Chicago coach Matt Eberflus, an NFL defensive assistant for 13 seasons before the Bears hired him this spring, said his team has been slow to adjust to the way the Vikings have changed the Jefferson’s positioning and added, “When you get him moving, it’s hard to roll towards him sometimes.”
It’s true that the Vikings have moved Jefferson around in the lineup this season. For example, here’s the breakdown for Sunday, according to research from ESPN Stats & Information:
— 27 routes start from the left side
— 14 routes start from the right side
— 12 routes depart from the slot machine
— 19 routes executed after the pre-snapshot movement
In opening practice Sunday, however, Jefferson lined up on the left side of the roster for six of his seven receptions. The other came after a fly move against zone coverage that Cousins targeted on a contraband pass to the same side. He wasn’t hard to find and the Vikings maxed out the Bears’ slow build.
“We just have to do a better job,” Eberflus finally conceded.
Jefferson said last week that he expects the Bears to double him often, especially after torching the New Orleans Saints and All-Pro cornerback Marshon Lattimore in particular – for 10 receptions and 147 yards in Week 4. no Lattimore on their team,” he noted.
But Jefferson’s third season in the NFL, and his first with O’Connell, didn’t always follow a predictable path. He embarrassed the Green Bay Packers by generating an average 4-yard split en route to a day of nine catches, 184 yards and two touchdowns.

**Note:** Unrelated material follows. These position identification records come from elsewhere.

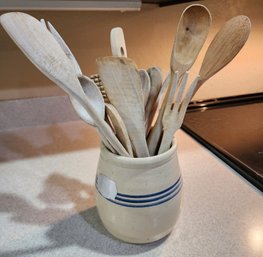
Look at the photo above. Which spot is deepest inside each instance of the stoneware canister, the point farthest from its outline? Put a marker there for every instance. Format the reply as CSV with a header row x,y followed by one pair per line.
x,y
138,199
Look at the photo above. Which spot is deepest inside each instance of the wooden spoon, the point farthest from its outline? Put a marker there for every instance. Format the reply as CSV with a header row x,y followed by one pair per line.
x,y
122,83
225,46
38,44
191,34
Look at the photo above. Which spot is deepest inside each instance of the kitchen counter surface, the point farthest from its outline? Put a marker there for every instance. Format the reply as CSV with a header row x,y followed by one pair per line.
x,y
47,205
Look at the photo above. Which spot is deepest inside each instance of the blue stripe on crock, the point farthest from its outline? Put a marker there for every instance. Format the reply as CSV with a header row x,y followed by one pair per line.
x,y
149,197
149,204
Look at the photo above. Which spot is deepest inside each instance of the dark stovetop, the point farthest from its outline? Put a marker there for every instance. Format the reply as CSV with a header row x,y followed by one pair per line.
x,y
232,128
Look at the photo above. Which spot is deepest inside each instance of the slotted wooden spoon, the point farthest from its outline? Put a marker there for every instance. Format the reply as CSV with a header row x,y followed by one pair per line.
x,y
191,34
38,44
225,46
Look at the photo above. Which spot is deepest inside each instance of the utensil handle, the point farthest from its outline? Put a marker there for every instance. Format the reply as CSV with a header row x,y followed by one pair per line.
x,y
177,116
105,129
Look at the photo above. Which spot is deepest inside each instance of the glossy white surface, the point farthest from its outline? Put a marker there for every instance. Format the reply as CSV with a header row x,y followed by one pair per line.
x,y
47,204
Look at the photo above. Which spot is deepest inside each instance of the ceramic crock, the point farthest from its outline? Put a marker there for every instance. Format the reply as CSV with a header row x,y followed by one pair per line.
x,y
138,199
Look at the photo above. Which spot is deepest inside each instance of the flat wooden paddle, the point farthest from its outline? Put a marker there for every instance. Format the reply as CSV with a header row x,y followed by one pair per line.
x,y
123,86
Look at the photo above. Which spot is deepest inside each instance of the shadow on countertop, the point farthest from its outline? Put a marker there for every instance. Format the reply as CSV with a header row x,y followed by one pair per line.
x,y
46,140
76,226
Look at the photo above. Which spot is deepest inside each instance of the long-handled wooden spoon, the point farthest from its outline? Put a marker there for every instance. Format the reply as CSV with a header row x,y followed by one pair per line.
x,y
123,86
38,44
225,46
191,34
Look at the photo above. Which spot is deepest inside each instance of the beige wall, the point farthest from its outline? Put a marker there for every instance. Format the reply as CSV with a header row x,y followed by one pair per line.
x,y
149,36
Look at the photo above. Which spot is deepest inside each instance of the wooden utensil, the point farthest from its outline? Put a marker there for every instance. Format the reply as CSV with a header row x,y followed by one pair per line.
x,y
38,44
87,84
122,83
118,48
155,87
225,46
119,127
191,34
146,85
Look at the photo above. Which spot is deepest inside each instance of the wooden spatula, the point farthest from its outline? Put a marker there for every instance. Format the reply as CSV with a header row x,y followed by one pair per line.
x,y
123,86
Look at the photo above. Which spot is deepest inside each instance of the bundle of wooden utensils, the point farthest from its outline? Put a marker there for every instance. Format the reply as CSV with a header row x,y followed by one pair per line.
x,y
135,112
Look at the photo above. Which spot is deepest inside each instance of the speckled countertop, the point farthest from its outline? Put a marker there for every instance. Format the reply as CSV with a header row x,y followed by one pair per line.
x,y
47,205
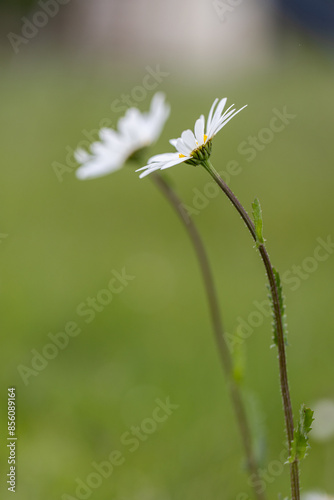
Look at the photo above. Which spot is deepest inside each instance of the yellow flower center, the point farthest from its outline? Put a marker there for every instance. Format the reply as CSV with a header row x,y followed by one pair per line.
x,y
183,156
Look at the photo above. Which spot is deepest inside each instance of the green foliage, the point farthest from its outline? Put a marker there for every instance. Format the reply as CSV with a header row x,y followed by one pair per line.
x,y
300,442
238,356
258,222
282,308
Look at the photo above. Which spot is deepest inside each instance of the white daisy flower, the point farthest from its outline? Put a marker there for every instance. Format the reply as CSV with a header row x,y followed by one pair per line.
x,y
194,147
135,131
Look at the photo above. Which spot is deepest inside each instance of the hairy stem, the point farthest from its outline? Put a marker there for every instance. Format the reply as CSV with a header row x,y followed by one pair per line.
x,y
223,350
288,415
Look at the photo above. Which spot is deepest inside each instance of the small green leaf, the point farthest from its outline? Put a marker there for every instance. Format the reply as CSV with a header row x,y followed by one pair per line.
x,y
300,444
258,222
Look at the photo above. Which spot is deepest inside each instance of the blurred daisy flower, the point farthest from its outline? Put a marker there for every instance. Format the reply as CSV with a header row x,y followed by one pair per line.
x,y
323,425
194,147
313,495
135,131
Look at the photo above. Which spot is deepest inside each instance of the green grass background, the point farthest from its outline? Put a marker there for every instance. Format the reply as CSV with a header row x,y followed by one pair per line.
x,y
154,339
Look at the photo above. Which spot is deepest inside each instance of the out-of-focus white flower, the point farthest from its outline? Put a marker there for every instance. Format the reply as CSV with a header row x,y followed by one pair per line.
x,y
135,131
323,425
193,147
313,495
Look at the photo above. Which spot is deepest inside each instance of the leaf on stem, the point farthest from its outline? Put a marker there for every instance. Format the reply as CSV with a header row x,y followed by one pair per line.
x,y
258,222
300,444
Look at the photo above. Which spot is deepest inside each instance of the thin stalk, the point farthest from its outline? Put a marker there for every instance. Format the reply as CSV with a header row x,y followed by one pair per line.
x,y
288,415
223,350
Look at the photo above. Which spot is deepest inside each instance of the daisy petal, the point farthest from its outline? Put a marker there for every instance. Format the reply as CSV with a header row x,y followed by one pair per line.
x,y
182,148
189,139
199,130
208,123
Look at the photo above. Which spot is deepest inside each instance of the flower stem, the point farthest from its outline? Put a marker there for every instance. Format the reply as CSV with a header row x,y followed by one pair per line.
x,y
294,472
223,349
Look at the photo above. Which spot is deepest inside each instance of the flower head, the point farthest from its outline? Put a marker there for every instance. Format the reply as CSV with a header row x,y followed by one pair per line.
x,y
194,147
135,131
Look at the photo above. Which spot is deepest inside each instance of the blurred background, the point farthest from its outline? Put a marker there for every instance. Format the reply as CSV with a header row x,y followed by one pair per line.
x,y
69,67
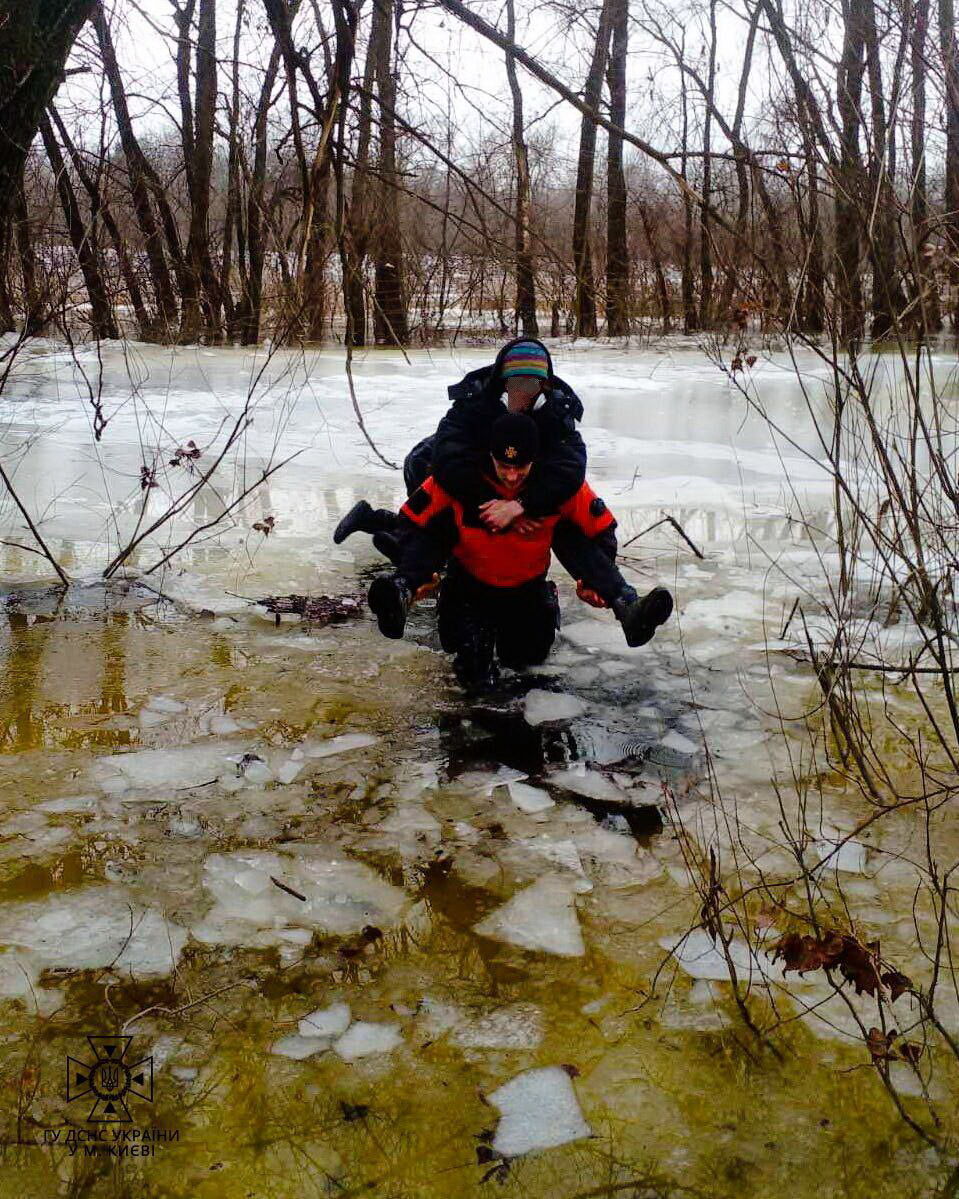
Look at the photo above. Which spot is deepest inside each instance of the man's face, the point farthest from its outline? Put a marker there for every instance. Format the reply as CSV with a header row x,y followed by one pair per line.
x,y
511,477
522,392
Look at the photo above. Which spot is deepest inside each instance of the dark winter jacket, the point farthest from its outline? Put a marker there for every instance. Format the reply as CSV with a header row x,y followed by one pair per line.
x,y
460,449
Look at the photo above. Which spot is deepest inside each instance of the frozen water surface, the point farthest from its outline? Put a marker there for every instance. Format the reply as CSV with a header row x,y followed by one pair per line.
x,y
538,1110
261,848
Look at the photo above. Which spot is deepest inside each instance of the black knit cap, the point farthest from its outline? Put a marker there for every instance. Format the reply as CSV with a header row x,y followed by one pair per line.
x,y
514,439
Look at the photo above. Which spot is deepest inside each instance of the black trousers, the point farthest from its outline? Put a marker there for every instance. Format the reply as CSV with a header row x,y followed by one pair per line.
x,y
476,619
591,560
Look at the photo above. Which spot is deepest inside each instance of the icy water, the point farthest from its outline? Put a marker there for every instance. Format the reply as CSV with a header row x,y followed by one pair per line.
x,y
378,940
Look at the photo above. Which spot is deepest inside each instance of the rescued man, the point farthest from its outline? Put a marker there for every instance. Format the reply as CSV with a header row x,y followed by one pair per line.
x,y
495,600
457,457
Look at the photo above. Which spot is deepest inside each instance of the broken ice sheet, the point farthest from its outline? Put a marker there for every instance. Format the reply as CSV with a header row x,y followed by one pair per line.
x,y
169,769
299,1047
541,917
542,706
833,853
342,896
530,799
365,1038
326,1022
700,957
516,1026
538,1110
341,743
85,929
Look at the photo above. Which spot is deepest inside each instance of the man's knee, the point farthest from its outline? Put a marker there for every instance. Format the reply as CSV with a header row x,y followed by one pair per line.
x,y
417,464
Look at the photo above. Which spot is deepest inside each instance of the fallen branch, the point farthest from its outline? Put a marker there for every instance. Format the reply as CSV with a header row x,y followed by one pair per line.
x,y
288,890
679,529
317,609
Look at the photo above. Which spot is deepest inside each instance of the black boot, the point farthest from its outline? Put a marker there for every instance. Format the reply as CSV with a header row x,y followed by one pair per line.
x,y
363,518
388,546
390,598
474,664
641,618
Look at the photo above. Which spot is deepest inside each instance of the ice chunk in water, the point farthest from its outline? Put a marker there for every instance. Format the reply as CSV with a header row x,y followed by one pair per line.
x,y
365,1038
517,1026
482,782
834,854
541,706
288,771
169,769
299,1047
90,928
538,1110
338,745
342,896
591,783
675,740
530,799
326,1022
540,917
701,958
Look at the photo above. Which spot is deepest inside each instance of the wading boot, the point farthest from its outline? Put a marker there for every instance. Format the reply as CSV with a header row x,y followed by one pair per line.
x,y
388,546
641,618
474,666
363,518
390,598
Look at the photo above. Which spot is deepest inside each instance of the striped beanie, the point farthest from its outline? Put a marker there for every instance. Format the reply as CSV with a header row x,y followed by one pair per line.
x,y
525,359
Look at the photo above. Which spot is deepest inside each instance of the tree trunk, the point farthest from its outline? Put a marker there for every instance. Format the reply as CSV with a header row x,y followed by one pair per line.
x,y
101,209
584,302
136,161
102,323
200,307
887,299
525,311
850,216
617,246
705,235
36,37
929,315
390,320
951,72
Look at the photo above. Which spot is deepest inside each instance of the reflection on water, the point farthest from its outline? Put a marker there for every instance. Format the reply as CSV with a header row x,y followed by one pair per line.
x,y
176,794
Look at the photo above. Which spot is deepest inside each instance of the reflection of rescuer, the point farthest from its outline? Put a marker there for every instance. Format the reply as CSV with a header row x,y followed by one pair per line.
x,y
495,595
457,458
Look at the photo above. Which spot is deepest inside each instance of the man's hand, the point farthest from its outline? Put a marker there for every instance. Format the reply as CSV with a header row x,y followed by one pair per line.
x,y
499,514
526,525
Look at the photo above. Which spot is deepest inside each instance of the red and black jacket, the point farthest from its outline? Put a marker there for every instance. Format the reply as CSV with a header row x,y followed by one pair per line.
x,y
505,559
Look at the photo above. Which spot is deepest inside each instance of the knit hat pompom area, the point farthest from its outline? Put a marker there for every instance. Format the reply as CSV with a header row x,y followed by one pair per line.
x,y
514,439
525,359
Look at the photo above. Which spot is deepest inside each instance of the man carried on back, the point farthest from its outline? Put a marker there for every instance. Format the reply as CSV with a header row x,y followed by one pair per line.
x,y
457,457
495,601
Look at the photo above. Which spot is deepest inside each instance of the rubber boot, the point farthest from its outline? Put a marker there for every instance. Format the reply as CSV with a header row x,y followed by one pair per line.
x,y
474,666
641,618
363,518
390,598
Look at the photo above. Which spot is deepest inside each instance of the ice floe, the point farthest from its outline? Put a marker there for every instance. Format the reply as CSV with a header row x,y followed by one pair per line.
x,y
541,917
341,897
530,799
542,706
365,1038
326,1022
538,1109
85,929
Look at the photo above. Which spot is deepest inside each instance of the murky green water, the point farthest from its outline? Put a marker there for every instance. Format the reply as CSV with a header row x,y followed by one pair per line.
x,y
118,915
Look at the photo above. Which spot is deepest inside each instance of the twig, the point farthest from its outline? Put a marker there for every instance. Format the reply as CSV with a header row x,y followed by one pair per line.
x,y
288,890
360,420
679,529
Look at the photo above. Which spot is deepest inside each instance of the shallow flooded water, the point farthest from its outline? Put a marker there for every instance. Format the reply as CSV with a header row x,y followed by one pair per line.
x,y
373,938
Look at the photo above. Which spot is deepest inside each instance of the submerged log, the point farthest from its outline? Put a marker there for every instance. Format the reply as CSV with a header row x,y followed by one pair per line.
x,y
315,609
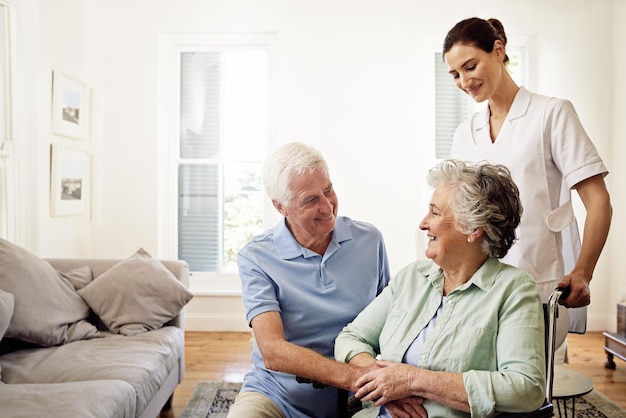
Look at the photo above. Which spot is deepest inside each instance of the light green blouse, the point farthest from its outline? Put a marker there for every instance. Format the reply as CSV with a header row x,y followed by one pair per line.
x,y
491,329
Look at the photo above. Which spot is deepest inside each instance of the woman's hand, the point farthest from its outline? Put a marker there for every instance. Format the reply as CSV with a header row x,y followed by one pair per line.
x,y
390,382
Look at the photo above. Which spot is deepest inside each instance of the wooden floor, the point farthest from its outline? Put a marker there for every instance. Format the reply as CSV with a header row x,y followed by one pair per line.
x,y
226,356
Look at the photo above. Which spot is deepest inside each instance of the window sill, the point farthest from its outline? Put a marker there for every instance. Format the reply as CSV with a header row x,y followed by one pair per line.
x,y
203,284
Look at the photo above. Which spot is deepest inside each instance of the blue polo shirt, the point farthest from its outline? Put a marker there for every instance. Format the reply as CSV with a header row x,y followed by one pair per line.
x,y
316,297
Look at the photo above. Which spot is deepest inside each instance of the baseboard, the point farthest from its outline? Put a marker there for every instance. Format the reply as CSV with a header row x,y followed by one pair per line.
x,y
215,322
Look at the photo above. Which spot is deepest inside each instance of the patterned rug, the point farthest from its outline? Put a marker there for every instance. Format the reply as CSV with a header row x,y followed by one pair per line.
x,y
212,400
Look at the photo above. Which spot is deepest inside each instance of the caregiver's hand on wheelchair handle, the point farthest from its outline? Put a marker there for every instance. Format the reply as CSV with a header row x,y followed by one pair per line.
x,y
576,291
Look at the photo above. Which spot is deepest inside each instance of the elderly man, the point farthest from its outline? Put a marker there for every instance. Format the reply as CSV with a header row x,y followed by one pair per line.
x,y
303,281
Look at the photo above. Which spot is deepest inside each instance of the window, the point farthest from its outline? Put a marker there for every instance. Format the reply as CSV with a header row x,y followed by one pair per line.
x,y
217,136
7,170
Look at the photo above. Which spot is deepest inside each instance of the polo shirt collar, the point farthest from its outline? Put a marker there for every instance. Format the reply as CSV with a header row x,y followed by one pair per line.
x,y
287,246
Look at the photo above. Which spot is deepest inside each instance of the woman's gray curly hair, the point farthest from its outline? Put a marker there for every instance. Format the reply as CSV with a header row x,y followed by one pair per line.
x,y
288,161
484,196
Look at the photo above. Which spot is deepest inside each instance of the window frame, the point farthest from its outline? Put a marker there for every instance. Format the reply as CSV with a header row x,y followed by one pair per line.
x,y
8,169
171,46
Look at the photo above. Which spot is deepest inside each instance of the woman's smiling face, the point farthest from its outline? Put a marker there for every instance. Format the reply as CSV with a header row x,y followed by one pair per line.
x,y
476,72
445,243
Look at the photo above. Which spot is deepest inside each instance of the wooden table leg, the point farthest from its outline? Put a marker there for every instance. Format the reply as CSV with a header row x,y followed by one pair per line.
x,y
609,363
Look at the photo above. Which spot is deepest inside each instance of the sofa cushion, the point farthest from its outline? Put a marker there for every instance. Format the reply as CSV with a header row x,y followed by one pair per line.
x,y
143,360
136,295
91,399
47,311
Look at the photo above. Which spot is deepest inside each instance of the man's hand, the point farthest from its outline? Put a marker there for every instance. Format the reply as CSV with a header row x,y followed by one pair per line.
x,y
390,382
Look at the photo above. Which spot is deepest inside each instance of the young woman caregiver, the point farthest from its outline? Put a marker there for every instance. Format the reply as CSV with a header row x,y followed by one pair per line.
x,y
542,141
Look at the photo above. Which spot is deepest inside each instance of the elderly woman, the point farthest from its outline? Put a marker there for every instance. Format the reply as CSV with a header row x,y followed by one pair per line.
x,y
462,331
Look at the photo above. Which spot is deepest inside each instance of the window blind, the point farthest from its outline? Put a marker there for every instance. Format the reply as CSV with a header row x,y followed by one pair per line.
x,y
199,166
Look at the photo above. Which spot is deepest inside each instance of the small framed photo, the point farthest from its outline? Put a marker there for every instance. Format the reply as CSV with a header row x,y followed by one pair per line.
x,y
68,180
69,106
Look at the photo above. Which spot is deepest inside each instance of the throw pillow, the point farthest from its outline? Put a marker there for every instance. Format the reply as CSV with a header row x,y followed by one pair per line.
x,y
47,311
136,295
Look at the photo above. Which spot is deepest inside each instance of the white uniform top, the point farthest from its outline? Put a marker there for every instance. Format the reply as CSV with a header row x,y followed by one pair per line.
x,y
547,150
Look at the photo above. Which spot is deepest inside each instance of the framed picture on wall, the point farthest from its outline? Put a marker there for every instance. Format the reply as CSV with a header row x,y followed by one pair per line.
x,y
69,106
68,180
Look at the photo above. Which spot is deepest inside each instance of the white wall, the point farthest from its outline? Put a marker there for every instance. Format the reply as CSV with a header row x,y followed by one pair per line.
x,y
353,80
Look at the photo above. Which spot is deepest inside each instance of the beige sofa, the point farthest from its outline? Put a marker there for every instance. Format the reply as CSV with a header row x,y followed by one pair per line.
x,y
125,359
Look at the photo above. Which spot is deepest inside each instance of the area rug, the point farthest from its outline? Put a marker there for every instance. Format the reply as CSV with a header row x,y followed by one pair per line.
x,y
212,400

Then the Philadelphia Eagles and Detroit Lions combined to hold him to nine receptions for 62 yards, more consistently using their double teams and prompting Cousins to look elsewhere in his progressions.
After the Lions game, which the Vikings won by making a pair of 28-yard throws to receiver KJ Osborn on their game-winning drive, O’Connell spoke to Jefferson about trying to be a superstar receiver. O’Connell worked hard to convince Jefferson that his presence had opened the field for Osborn, as well as wide receiver Adam Thielen and tight end Irv Smith Jr.
“But that’s not enough,” O’Connell said at the time. “I have to do a better job of giving Justin different aspects of the roster in different places, different staff groups, whatever I have to do to help him because he’s an ultra-competitive, and we’ll take him forward. .”
Since that time, Jefferson has caught 22 passes for 301 yards, the two highest totals in the NFL over that span. Last week, he felt compelled to post an Instagram photo of a key 39-yard catch against Lattimore. The post, he said, “was for everyone thinking I slacked off during the clashes” the previous two weeks.
All in all, though, Jefferson played five games and the Vikings put him in position to dominate in three of them. The degree to which he has been open about his goals is reflected in the NFL Next Gen Stats severance numbers. Jefferson had at least 3 yards of separation on 44% of his targets, which translated to 73% of his catches and 66% of his yards. His receptions above expectations, an NFL Next Gen Stat that factors in the difficulty of a catch, ranks No. 31 in the NFL — another illustration of his openness.
His average of 109.4 yards per game, if sustained, would leave him just short of his 2,000 yard goal for the season. But on his first turn in the “Cooper Kupp” attack, he produces Cooper Kupp-like numbers. No one can be disappointed.